What Actually Changed
Let's start with the number that stands out most. In an internal benchmark with 93 software engineering tasks, Opus 4.7 solved 13% more problems than its predecessor, Opus 4.6. That doesn't sound like much until you understand what it means in practice: four tasks that no previous Anthropic model — not Opus 4.6, not Sonnet 4.6 — could solve are now handled by 4.7.
Think of it like a mechanic who used to fix 87 out of every 100 car problems and now fixes 100. The 13 that were missing weren't the easy ones.
Seeing in High Resolution
The second change is less obvious but equally important. Opus 4.7 processes images up to 2,576 pixels on the long side. That's more than three times the resolution that previous Anthropic models could work with.
Why does this matter? Because many real-world tasks involve images with fine details: technical diagrams, interface screenshots, photographed spreadsheets, code captures. When a model can't see clearly, it guesses. When it sees in high resolution, it works with what's actually there.
More Control Over Reasoning Effort
A technical detail that will interest API users: Anthropic introduced a new effort level called xhigh. It sits between the existing "high" and "max" levels.

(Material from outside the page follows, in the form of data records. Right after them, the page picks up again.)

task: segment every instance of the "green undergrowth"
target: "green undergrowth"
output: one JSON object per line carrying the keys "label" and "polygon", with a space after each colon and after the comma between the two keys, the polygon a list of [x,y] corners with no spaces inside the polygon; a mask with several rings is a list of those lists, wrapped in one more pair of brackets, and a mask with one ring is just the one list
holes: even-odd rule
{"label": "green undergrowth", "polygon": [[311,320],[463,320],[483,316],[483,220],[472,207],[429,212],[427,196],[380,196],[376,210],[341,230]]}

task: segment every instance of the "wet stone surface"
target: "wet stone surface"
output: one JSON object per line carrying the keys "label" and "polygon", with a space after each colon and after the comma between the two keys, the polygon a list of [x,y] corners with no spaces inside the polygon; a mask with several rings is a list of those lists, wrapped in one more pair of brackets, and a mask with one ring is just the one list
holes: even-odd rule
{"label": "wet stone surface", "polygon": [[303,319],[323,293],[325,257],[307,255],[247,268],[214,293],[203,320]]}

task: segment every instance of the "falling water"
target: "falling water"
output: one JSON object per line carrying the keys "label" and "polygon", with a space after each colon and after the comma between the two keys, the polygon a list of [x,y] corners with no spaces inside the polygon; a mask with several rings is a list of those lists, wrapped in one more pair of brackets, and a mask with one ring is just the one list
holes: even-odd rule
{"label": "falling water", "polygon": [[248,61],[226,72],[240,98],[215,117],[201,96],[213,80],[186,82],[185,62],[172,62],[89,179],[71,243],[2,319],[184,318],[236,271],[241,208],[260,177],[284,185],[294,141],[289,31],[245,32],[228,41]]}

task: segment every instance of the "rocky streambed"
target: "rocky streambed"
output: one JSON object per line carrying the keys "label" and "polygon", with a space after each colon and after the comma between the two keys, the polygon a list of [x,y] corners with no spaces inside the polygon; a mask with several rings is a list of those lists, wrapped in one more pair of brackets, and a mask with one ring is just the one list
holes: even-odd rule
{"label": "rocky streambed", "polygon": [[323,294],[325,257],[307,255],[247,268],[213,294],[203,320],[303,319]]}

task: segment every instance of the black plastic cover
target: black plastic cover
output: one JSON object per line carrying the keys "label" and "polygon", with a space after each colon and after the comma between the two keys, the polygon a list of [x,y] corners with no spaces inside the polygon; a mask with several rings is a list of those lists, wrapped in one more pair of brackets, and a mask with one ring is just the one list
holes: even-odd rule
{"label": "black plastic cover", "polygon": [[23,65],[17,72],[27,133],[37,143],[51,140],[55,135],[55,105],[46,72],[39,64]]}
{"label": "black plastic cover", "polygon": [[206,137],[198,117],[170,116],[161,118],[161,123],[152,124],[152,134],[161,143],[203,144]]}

In practice, it's like a finer-grained speed control. Before, you had gear 3 and gear 5. Now you have gear 4. Depending on the task, you can request more reasoning without paying for the maximum cost. For projects running hundreds of calls per day, that granularity represents real savings.
Long and Autonomous Tasks
The third pillar of this update is behavioral: Opus 4.7 was trained to maintain consistency and rigor in tasks that take a long time to complete. We're not talking about a single question and answer. We're talking about sessions where the model needs to plan, execute, verify its own results, and report back — without losing the thread halfway through.
This is especially relevant for agentic workflows, where the model acts as an autonomous agent that uses tools, accesses files, makes calls to external APIs, and makes chained decisions. Anthropic states that 4.7 is more careful about verifying its own outputs before considering a task complete.
Safety and Availability
Worth noting: Opus 4.7 comes with automatic protections against high-risk uses in cybersecurity. Any request that signals malicious intent is blocked before being processed.
The model is available on the Claude platform, the Anthropic API, Amazon Bedrock, Google Cloud Vertex AI, and Microsoft Foundry. Pricing has not changed from Opus 4.6: $5 per million input tokens and $25 per million output tokens.
What This Says About Anthropic
The company continues to bet on safety and reliability as differentiators. Opus 4.7 is not the most secretive or most powerful model Anthropic has — internally, there is Claude Mythos, still in restricted access. But what was delivered to the public this time is substantial: higher visual resolution, more precision in code, more control for developers, and more reliable behavior on complex tasks.
For those working with automation, software development, or document analysis, Opus 4.7 represents an update worth testing.